A not-too-uncommon sight in Cambodia is seeing one car towing another using an improvised wooden towbar. If you don’t have a chain or a strong rope, it’s the next best thing, although usually bamboo is the wood of choice because it’s so readily available.
Category: Daily Life in Cambodia
More Fast Food
A lot of the business in the informal sector in Cambodia is on wheels, like this food serving cart. It’s kept in the living room during the night but in the morning is rolled out on to the sidewalk and hooked up to the propane tank. The large bowls behind the glass will contain several different pre-prepared offerings which can be served on demand. The prices list at $1.50 or $1.75 for bowl of rice with your selected topping.
The Informal Economy
I don’t know the official percentages but a huge part of the economy in Cambodia is informal. 85% are involved in agriculture and most of the non-agricultural people work in the informal economy rather than in established business with 9-to-5 jobs. Many, many households are running some sort of business out of their homes–maybe in addition to a formal job–and then there are these pop-up businesses everywhere.
Phnom Penh’s Fast Food
Cambodia has some fast food outlets–the first and only Carl’s, Jr opened up last week and we have KFC and pizza outlets, but most fast food in Phnom Penh is served as in the picture above. There are numerous stalls set up and taken down every day that provide a variety of dishes, mostly big pots of vegetables with some meat that is served over rice. It’s pre-cooked–Cambodian people don’t value hot food as something desirable–and you just point to the pot that looks good today. I tend to avoid the stalls where the dishes are washed in the big tubs of water there on the street.
It’s a Mouthful
One of the givens in translation work in Cambodia or in producing documents in both Khmer and English is that the Khmer document is always going to be much longer than the English. That makes this sign outside the National Council for Solidarity Front for the Development of Cambodia Motherland a bit unusual because the Khmer title appears shorter than the English version.
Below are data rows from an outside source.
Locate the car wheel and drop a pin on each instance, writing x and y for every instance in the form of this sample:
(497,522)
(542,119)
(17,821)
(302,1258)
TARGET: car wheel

Would anyone like to venture a guess what the NCSFDCM actually does? I haven’t a clue.
Starting the STOP Signs
See the STOP sign on the corner, behind the two pickup trucks? It’s brand new–and a total waste. I have seen maybe twenty STOP signs in the city and all of them are old and TOTALLY IGNORED. I believe it is the absolute truth that there is not one driver in Cambodia that has ever stopped for a STOP sign in Cambodia. This is the only new sign I have seen. The others all seem to be 20-30+ years old. Why they erected this one and why they chose the corner of our dinky little street, I have no idea. ….The Kingdom of Wonder.
An Unknown Road
The dealer sticker on this Toyota says it came from Sierra Toyota in Sierra Vista, Arizona. The license plate says it’s now registered and on the streets of Phnom Penh, Cambodia. The vast majority of the cars sold here are used cars from the United States. I would love to know the circuitous route by which a car gets from Arizona to Cambodia.
Working from Home
This is a fishing boat belong to a Vietnamese family who have the Mekong River in Phnom Penh as their fishing grounds. (I always hope the fish I eat are NOT caught in the river here since Phnom Penh has no sewage treatment.) This boat is also their home. Note the mast with a TV antenna on it. These people are essentially stateless and become the scapegoats for everything that the Cambodian government screws up.
Secondhand Is New…
These are secondhand washing machines and freezers and air conditioners for sale on a sidewalk in Tuol Kork. The appliances may be used but having secondhand units for sale is a new development in Cambodia. Previously such appliances were barely available, and the rich families who could afford them held on to them. Now there has been enough development and rising incomes that more and more people can afford such appliances and a secondhand market has emerged.
After the Holiday
Cambodia has a real problem with holidays. First of all, there are 25 public holidays (the U.S. has 11) so more than a month of work days is lost. Then whenever a public holiday falls on a Saturday, the following Monday is given off, too. (That happened October 3rd because the Pchum Ben holiday was Friday, Saturday, and Sunday).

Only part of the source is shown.